Dass die beiden zu ihren Hoppalas stehen und sich den Stimmen aus der Community widmen, kommt beim Publikum wohl gut an. Andersherum sieht auch Daniel Meßner in der aktiven Einbindung der Hörerschaft einen zentralen Vorteil des Podcastens: „Die Leute hören uns zu, weil sie das Gefühl haben, dass wir zwei Freunde sind, die sich regelmäßig unterhalten – und sie können dabeisitzen. Ich glaube, dass man so eine Bindung zu dem Podcast hat, ist ein ganz wichtiger Aspekt.“
Inzwischen darf sich die treue GAG-Community aber nicht nur auf die immer mittwochs erscheinenden Podcastfolgen freuen. Im Laufe der vergangenen zehn Jahre hat sich die „Geschichten aus der Geschichten“-Welle nämlich stetig ausgebreitet. So erscheint seit Ende 2019 die gemeinsame Kolumne „Hemmer und Meßner erzählen“ auf spektrum.de. Vor drei Jahren verließen die beiden schließlich sogar die heimischen Gefilde des Internets und brachten „Geschichten aus der Geschichte“ im Rahmen einer Podcast-Tour auf die Bühne. Im Jahr 2023 traten sie mit „Geschichten aus der Geschichte – Eine Reise um die Welt zu außergewöhnlichen Persönlichkeiten, vergessenen Ereignissen und sagenhaften Entdeckungen“ außerdem erstmals als Buchautoren in Erscheinung. Seitdem macht das Historiker-Duo auch als „Vertretungs-Quarks Science Cops“ und Moderatoren in der ARD-Serie „Egostory“ von sich reden.

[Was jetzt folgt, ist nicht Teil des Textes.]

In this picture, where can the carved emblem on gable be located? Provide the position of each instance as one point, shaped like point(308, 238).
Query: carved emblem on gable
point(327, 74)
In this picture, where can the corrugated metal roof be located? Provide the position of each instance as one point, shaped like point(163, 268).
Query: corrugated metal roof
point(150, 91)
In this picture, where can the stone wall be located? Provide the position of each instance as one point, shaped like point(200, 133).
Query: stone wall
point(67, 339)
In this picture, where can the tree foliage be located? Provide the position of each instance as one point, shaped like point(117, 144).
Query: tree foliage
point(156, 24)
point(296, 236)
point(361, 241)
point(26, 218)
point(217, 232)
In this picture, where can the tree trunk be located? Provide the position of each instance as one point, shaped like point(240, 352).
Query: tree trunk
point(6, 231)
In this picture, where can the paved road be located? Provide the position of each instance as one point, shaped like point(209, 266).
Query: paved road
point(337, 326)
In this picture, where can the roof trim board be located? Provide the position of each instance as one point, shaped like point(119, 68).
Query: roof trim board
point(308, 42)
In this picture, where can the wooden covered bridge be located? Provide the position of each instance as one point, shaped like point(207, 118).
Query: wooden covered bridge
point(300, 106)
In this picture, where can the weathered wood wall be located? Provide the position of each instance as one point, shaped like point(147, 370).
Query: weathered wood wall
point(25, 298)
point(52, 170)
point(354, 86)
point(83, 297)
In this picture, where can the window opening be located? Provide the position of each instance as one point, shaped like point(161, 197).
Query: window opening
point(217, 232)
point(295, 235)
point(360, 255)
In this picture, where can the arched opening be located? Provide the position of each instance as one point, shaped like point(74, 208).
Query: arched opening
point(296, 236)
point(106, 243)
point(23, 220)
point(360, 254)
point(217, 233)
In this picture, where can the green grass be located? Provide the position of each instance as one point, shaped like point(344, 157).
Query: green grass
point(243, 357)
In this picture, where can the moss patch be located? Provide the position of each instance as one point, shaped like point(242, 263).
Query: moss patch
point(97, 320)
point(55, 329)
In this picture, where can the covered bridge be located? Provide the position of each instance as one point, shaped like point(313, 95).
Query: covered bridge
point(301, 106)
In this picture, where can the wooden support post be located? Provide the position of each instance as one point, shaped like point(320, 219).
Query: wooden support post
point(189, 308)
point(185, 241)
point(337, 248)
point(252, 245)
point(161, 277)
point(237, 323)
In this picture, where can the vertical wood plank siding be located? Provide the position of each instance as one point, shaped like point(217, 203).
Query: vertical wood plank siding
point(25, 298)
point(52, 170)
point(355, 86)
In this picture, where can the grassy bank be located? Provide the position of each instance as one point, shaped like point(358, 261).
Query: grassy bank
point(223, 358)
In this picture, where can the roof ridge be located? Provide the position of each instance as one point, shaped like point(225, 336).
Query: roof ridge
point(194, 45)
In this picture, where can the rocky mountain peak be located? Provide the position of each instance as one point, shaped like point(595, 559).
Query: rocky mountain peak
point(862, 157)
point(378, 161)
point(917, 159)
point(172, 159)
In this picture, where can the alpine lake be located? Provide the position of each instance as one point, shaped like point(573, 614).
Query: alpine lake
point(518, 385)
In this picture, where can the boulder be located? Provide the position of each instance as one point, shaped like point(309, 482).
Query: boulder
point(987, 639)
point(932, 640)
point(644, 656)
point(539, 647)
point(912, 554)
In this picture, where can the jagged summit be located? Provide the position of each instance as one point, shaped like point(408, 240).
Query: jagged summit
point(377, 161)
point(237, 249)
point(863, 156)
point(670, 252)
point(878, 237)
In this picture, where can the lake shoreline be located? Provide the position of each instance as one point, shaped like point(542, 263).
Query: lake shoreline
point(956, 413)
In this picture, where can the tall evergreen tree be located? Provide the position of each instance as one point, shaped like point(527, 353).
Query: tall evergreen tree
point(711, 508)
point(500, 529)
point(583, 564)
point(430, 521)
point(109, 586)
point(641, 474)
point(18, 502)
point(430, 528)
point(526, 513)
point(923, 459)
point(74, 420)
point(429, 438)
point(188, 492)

Trotzdem, der Podcast bleibt der Star, wobei man mittlerweile korrekterweise eigentlich von „Podcasts“ sprechen muss. Mit „Plus Ultra“ gaben Richard Hemmer und Daniel Meßner im Dezember 2024 nämlich erstmalig das Zepter aus der Hand, um in Zusammenarbeit mit Studio Bummens die Geschichte vom Weg in den Dreißigjährigen Krieg zu erzählen. Die Idee dazu stammt von Studio-Bummens-Mitgründer und -Executive Producer Jon Handschin. Er überzeugte Richard Hemmer und Daniel Meßner davon, mit Musik, Soundeffekten und Sprechrollen untermalt zu erzählen, wie ein Konflikt zwischen den böhmischen Ständen und dem Kaiser zu einem Flächenbrand mutierte, der halb Europa ins Verderben riss.
Ihrer Vorliebe für kaum Erzähltes blieben die beiden Podcaster dabei treu. „Der Dreißigjährige Krieg ist wirklich ein sehr einschneidendes Ereignis für Europa gewesen. Trotzdem ist er ziemlich unterrepräsentiert, vor allem, wenn man ihn beispielsweise mit dem Zweiten Weltkrieg vergleicht. Der ist uns zeitlich zwar näher, aber eigentlich waren beide Kriege eine riesige Katastrophe“, merkt Richard Hemmer an.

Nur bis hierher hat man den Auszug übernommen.